My goal is to find "similar pages" based on the TFIDF values of the terms in the text. The TFIDF value for each term in an article can be calculated from the data in i<n>.idx files. If one represents an article as a vector of TFIDF values, then you can also find the cosine between two articles and use this as a measure of their similarity. It works quite well, even with just a vector of 1-grams. Bigrams or higher n-grams aren't needed to determine similarity then.
At the bottom of this page, you can see what I've got working so far. It lists the most similar pages based on their TFIDF cosines. For each linked page, the gray terms are terms that are shared between the current page and the linked page, and the TFIDF value of that term on the linked page. As you can see they are not surprising results, but it's nice.
This is where 2-grams and above come in. The TFIDF cosines of pairs of 2-gram vectors aren't actually all that great. I was able to get that working in an earlier version, and the resulting list of similar pages was much narrower and tightly focused on a specific topic, which sort of defeats the purpose of making connections across the wiki. But 2-grams and 3-grams that are shared between two highly similar pages are interesting. For one, since I'm writing in English, high TFIDF 2-grams and 3-grams have a better chance of being proper names and abstract noun phrases. So relating pages based on overall similarity of their TFIDF vectors and then drilling down into the intersection of those pages at the level of larger units brings to light specific phrases and ideas that they have in common. As you can see, the syntax component has prelinked all these terms. The idea is that when this plugin identifies a key topic, I am prompted to extend the wiki.
But the similarity calculation needs a complete index of each TFIDF of each unique terms on each page. This is stored as one file, and then the cosines of one page with other pages are stored as page metadata.

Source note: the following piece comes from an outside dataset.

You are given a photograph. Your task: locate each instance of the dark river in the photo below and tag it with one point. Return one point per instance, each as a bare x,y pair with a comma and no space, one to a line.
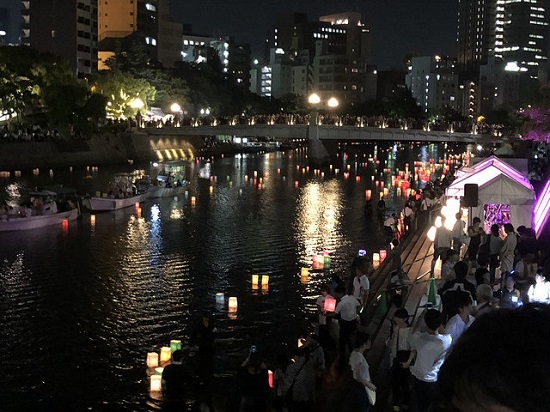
80,308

The TFIDF index is 2 Mb on a wiki of less than 350 pages. The page metadata files are each about 250K. So this works for now, but perhaps not as the wiki continues to grows. And to index both 1-grams and 2-grams would blow it and the i<n>.idx files up even more. (When I indexed the site by 1..3-grams, it churned out i<1..137>.idx. Although I also rewrote the tokenizer to permit hyphens and apostrophes in terms and did not strip URLs or stopwords. Still, the full version of this extension as I currently imagine it will have a very bulky store of data.)
Would there be a way to exploit search results to find similar pages and identify shared prominent words and phrases? Would that save processing time and disk quota?